Note
Go to the end to download the full example code
Observe a phase curve of a spotted star.#
This example demonstrates stellar contamination of a phase curve.
A phase curve with a long enough baseline can be contaminated by stellar variability.
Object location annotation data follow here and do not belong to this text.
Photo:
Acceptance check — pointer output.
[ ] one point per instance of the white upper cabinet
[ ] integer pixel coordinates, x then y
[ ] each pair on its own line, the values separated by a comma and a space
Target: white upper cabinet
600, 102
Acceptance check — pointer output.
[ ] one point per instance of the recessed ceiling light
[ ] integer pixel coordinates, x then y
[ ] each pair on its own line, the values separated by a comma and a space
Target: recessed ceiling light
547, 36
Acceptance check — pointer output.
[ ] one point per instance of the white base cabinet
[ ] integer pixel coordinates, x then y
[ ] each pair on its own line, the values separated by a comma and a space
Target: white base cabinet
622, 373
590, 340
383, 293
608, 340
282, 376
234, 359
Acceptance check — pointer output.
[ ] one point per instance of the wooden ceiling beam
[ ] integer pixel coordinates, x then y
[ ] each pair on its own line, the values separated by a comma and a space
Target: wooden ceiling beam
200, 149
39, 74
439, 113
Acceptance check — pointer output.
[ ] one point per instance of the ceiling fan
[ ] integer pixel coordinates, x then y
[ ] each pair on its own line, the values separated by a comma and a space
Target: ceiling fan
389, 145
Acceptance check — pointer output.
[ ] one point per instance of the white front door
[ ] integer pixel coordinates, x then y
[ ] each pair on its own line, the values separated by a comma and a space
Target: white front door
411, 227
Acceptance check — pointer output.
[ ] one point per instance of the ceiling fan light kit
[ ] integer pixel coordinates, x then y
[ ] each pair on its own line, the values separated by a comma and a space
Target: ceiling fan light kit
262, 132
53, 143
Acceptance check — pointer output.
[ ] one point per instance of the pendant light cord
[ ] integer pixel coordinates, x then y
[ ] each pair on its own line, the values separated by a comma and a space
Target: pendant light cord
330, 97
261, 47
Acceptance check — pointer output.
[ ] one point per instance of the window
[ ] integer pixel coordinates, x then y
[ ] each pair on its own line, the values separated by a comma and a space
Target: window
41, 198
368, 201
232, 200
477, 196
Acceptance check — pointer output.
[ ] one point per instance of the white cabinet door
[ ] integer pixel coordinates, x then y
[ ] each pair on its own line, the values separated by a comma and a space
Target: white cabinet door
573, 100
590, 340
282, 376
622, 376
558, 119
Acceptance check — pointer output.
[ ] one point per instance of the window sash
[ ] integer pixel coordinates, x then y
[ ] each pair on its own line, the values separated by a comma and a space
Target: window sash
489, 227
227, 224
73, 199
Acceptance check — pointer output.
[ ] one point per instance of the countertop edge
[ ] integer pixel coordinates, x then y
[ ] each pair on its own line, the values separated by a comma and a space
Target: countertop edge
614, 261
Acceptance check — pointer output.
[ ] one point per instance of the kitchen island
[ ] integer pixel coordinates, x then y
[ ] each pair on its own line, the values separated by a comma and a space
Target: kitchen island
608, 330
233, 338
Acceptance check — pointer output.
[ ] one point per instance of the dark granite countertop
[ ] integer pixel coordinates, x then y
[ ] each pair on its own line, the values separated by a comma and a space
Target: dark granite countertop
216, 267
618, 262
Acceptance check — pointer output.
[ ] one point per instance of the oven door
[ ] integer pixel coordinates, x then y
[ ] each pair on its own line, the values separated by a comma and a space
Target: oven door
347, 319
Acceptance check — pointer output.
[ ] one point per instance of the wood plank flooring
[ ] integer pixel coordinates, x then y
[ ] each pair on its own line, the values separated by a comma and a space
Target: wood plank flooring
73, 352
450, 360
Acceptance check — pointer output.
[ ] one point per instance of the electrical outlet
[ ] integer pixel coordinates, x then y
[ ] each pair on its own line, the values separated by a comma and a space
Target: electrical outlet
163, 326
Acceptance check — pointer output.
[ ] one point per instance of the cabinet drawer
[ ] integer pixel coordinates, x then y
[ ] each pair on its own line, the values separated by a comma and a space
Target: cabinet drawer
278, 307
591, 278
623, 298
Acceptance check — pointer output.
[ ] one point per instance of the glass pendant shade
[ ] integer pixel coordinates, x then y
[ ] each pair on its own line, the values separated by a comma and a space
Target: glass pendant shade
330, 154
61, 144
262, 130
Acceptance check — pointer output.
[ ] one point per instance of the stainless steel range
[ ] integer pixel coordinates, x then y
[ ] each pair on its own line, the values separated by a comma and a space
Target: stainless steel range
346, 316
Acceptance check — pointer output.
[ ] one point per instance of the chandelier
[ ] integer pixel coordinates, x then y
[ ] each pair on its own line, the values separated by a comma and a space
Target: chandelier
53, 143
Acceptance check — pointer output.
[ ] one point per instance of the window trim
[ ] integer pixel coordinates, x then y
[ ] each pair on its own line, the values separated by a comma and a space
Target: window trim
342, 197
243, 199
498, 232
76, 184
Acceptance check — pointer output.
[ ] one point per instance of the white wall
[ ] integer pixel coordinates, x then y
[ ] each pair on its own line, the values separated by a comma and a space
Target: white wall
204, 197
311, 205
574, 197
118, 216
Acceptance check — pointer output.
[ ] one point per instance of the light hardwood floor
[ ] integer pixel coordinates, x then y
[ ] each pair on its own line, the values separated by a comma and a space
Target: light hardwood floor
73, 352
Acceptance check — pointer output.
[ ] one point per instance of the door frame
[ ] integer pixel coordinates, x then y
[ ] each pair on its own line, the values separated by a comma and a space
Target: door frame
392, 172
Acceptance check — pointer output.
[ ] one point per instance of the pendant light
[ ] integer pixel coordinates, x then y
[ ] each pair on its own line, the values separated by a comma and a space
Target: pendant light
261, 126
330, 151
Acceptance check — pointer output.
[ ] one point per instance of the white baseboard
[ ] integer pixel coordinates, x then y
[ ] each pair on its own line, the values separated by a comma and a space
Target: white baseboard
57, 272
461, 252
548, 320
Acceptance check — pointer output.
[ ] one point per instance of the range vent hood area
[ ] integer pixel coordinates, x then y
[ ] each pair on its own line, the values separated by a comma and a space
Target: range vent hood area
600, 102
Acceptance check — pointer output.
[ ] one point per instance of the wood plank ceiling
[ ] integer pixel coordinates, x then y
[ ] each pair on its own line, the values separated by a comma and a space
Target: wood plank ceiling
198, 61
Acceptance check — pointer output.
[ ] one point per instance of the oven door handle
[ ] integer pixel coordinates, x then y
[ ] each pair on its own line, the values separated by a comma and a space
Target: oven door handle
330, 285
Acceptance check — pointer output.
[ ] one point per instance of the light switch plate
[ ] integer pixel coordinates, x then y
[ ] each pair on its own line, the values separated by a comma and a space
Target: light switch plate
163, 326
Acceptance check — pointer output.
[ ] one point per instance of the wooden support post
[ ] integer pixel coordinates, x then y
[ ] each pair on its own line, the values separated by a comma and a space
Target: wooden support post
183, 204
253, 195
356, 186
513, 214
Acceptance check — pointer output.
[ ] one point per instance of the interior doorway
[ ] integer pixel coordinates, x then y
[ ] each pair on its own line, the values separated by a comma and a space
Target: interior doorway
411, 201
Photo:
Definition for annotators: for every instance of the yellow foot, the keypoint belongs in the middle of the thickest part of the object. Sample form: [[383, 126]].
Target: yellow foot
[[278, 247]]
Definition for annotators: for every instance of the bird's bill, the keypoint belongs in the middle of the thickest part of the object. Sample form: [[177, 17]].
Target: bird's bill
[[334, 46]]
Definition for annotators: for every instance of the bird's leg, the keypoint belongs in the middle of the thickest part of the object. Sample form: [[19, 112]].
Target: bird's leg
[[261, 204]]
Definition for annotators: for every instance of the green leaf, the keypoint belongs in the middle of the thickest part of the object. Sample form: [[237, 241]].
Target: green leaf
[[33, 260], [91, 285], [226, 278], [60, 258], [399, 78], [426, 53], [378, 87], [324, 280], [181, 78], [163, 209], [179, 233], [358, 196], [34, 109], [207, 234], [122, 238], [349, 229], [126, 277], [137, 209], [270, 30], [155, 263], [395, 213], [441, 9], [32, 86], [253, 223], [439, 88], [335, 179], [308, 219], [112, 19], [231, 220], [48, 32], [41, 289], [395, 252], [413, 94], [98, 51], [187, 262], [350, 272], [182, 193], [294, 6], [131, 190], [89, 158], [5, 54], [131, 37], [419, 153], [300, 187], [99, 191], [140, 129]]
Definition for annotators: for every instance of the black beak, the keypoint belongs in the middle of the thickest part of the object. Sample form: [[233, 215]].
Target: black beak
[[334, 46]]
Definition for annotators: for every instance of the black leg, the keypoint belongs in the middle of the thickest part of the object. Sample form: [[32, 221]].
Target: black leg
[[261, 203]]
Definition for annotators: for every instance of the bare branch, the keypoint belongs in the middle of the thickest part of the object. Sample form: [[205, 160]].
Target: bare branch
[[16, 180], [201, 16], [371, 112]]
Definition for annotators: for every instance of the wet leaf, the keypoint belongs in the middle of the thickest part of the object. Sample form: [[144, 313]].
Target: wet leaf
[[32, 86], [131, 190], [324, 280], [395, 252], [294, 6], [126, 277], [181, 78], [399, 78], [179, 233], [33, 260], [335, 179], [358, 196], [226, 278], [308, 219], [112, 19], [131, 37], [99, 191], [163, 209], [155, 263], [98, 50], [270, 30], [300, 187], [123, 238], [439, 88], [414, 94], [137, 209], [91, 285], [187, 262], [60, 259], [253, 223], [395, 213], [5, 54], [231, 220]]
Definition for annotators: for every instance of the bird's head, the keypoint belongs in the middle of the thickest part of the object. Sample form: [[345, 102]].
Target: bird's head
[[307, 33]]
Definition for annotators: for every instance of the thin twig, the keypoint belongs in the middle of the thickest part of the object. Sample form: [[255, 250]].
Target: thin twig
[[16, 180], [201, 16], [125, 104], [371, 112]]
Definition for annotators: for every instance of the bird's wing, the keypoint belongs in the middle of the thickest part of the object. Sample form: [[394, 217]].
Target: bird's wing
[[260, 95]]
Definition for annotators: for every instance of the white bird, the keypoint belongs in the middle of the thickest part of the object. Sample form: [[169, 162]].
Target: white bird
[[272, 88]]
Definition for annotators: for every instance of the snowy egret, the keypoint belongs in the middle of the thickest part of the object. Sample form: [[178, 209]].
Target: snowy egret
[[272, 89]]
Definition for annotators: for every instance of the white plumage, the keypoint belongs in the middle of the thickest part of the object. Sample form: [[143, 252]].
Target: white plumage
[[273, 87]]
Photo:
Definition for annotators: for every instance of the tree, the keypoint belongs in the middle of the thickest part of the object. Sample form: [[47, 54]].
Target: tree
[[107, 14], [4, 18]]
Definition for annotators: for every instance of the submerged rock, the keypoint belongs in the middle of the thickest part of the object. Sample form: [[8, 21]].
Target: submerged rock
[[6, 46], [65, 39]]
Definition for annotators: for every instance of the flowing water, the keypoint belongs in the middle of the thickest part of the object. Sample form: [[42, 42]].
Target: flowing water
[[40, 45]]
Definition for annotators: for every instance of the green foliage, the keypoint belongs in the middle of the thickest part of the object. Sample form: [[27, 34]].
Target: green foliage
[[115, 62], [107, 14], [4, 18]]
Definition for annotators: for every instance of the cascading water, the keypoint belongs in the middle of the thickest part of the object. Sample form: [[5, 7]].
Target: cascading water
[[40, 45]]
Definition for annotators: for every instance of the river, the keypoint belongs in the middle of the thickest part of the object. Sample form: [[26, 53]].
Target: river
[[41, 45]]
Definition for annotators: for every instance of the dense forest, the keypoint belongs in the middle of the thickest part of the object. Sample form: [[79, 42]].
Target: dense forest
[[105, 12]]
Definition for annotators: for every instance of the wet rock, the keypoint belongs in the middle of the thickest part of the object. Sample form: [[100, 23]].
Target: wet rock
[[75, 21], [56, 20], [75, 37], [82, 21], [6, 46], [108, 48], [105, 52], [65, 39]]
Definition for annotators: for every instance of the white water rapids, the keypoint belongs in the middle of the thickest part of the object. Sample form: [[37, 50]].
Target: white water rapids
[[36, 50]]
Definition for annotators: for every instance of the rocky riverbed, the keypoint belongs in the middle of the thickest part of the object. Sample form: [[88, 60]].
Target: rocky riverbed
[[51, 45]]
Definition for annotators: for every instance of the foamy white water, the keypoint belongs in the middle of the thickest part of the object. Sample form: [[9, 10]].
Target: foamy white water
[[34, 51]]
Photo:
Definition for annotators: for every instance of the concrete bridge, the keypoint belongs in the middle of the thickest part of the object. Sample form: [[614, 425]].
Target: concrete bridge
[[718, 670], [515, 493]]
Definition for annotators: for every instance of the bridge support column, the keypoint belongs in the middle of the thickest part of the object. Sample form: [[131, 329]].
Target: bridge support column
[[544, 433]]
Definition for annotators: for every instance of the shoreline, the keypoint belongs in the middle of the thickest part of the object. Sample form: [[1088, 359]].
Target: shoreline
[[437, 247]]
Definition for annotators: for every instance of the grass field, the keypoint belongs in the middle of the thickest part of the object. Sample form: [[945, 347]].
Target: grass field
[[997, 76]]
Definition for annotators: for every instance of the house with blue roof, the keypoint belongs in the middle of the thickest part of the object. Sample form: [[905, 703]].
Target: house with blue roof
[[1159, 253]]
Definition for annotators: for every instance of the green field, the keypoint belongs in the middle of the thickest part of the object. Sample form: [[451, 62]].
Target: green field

We take the phase curve of GJ1214 b, analyzed by Kempton et al. [2023] using JWST MIRI-LRS, as an example.
from pathlib import Path
import numpy as np
import matplotlib.pyplot as plt
from astropy import units as u
from cartopy import crs as ccrs
import pypsg
from pypsg.globes import PyGCM
from VSPEC import ObservationModel,PhaseAnalyzer
from VSPEC import params
from VSPEC.config import MSH
SEED = 1214
pypsg.docker.set_url_and_run()
Saved settings to /home/ted/.pypsg/settings.json
Reloading settings...
Create the configurations#
# Instrument
inst = params.InstrumentParameters.miri_lrs()
# Observation
observation = params.ObservationParameters(
observation_time=41.0*u.hr,
integration_time=15*u.min
)
# PSG
psg_params = params.psgParameters(
gcm_binning=200,
phase_binning=1,
nmax=0,
lmax=0,
continuum=['Rayleigh', 'Refraction', 'CIA_all'],
use_molecular_signatures=True
)
# Star and Planet
star_teff = 3250*u.K
star_rad = 0.215*u.R_sun
planet_rad = 2.742*u.R_earth
orbit_rad = 0.01490*u.AU
orbit_period = 1.58040433*u.day
planet_rot_period = orbit_period
star_rot_period = 120 * u.day
planet_mass = 8.17*u.M_earth
star_mass = 0.178*u.M_sun
inclination = 88.7*u.deg
start_time_before_eclipse = 2*u.hr
angle_before_eclipse = (2*np.pi*u.rad * start_time_before_eclipse/orbit_period).to(u.deg)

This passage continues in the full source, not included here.